Dengan situasi saat ini dimana dua per tiga penduduk Indonesia merupakan usia produktif, Indonesia diprediksi akan memasuki puncak bonus demografi pada tahun 2037.

Hal ini menekankan pentingnya kesehatan remaja untuk kelangsungan bangsa.

Secara umum, usia remaja ini sering dihubungkan dengan masa indahnya kondisi fisik tanpa adanya penyakit, namun justru kematian sering terjadi pada usia ini terkait dengan perilaku berisiko yang tidak sehat.

Dari profil remaja tahun 2021, penyebab kematian tertinggi pada usia remaja adalah kecelakaan lalu lintas, TBC, dan kekerasan interpersonal1. Secara kognitif, masa remaja juga mulai memasuki tahap untuk mengeksplorasi hal-hal baru karena rasa keingintahuan yang besar.

Apabila tidak diarahkan dengan baik, anak remaja memiliki risiko besar untuk mencoba hal-hal yang tidak sehat seperti merokok, NAPSA, diet tidak sehat, seks bebas serta berbagai perilaku kesehatan berisiko lainnya yang akan berakibat fatal pada usia setelahnya.

Berbagai masalah kesehatan telah mengintai kesehatan remaja masih sering luput dalam program intervensi kesehatan.
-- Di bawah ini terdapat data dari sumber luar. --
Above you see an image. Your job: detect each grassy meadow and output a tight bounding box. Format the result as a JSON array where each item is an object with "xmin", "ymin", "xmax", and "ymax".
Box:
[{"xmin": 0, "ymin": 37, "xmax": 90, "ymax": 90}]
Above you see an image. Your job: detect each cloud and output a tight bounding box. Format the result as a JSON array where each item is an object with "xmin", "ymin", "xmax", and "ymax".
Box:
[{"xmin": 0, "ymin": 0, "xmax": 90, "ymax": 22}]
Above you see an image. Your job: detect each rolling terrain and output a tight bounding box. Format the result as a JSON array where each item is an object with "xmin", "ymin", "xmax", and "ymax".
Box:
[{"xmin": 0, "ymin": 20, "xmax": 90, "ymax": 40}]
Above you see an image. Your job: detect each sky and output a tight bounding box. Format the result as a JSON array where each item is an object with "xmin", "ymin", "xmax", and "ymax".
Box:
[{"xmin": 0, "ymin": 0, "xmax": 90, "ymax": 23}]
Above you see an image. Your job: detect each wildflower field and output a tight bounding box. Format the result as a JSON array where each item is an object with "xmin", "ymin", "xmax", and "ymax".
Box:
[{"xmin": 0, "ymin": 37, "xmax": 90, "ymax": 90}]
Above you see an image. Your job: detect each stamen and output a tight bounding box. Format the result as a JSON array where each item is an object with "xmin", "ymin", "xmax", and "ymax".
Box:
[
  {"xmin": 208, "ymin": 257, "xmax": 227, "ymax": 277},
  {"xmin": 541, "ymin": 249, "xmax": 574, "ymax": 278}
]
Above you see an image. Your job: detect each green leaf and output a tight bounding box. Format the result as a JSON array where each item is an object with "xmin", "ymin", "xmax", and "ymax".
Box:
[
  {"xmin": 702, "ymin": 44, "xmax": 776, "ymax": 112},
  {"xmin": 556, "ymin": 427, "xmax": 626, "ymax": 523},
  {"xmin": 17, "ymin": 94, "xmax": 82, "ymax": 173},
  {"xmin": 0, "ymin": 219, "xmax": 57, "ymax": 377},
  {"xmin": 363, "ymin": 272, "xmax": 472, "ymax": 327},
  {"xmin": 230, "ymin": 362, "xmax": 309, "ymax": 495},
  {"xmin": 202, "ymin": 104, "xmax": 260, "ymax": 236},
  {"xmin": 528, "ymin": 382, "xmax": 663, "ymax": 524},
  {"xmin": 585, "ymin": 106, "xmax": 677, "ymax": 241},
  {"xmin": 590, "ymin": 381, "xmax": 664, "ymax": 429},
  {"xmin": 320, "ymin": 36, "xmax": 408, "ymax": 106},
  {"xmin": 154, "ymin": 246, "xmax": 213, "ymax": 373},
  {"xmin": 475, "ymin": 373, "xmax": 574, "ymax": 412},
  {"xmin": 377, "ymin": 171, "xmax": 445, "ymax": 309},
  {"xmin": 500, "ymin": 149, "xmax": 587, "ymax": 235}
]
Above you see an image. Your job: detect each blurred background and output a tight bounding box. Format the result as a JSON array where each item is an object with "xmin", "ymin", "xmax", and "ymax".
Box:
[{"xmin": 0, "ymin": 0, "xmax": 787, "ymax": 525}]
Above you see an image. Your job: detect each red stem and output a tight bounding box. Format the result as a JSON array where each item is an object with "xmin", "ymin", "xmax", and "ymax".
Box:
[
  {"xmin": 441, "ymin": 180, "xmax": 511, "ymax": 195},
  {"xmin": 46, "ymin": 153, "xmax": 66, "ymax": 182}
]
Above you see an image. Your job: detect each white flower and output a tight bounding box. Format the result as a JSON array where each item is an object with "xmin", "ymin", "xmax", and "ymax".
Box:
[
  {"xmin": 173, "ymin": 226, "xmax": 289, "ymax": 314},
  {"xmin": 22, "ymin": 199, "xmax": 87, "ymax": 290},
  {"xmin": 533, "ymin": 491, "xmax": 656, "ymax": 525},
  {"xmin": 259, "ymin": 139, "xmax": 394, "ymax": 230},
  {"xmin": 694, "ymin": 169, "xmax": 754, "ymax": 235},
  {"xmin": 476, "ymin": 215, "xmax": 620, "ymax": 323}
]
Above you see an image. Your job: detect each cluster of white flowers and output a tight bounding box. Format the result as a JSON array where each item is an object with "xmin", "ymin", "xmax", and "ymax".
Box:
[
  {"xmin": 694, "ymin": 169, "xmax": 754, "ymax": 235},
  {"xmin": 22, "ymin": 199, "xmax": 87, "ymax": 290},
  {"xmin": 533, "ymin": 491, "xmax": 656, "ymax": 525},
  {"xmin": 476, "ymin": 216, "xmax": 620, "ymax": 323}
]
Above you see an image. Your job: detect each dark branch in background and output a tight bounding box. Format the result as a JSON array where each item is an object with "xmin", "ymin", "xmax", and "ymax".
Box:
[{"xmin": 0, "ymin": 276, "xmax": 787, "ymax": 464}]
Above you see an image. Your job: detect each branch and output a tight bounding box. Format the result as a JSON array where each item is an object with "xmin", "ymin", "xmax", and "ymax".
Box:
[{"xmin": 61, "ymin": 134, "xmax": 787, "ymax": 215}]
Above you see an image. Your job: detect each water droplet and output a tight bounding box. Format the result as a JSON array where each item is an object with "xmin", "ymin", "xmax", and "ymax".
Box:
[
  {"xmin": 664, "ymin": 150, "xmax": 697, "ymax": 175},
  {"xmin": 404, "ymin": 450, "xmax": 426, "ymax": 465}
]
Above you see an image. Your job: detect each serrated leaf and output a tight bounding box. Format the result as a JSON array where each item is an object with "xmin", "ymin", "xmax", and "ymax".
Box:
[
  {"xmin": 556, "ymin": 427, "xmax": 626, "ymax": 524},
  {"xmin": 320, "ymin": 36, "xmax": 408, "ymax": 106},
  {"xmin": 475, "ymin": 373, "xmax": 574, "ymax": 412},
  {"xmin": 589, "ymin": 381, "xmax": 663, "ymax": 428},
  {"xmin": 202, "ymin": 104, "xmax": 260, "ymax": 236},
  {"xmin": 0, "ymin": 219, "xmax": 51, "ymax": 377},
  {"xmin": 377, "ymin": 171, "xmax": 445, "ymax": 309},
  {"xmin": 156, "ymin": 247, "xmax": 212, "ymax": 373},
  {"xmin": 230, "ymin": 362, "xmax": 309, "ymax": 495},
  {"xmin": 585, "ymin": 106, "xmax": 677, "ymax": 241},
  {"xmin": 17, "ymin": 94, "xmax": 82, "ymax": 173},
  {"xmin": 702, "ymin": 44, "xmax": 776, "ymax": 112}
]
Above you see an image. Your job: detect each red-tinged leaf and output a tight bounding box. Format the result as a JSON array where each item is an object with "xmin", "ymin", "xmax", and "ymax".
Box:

Salah satunya adalah prehipertensi yaitu kondisi peralihan antara tekanan darah normal dan hipertensi.

Pada remaja, kondisi pre hipertensi ditunjukkan jika tekanan darah rerata sistolik atau diastolik lebih besar atau sama dengan persentil 90th tetapi lebih kecil dari persentil 95th menurut umur, jenis kelamin dan tinggi badannya atau jika berdasarkan pemeriksaan tekanan darah lebih besar atau sama dengan 120/80 mmHg.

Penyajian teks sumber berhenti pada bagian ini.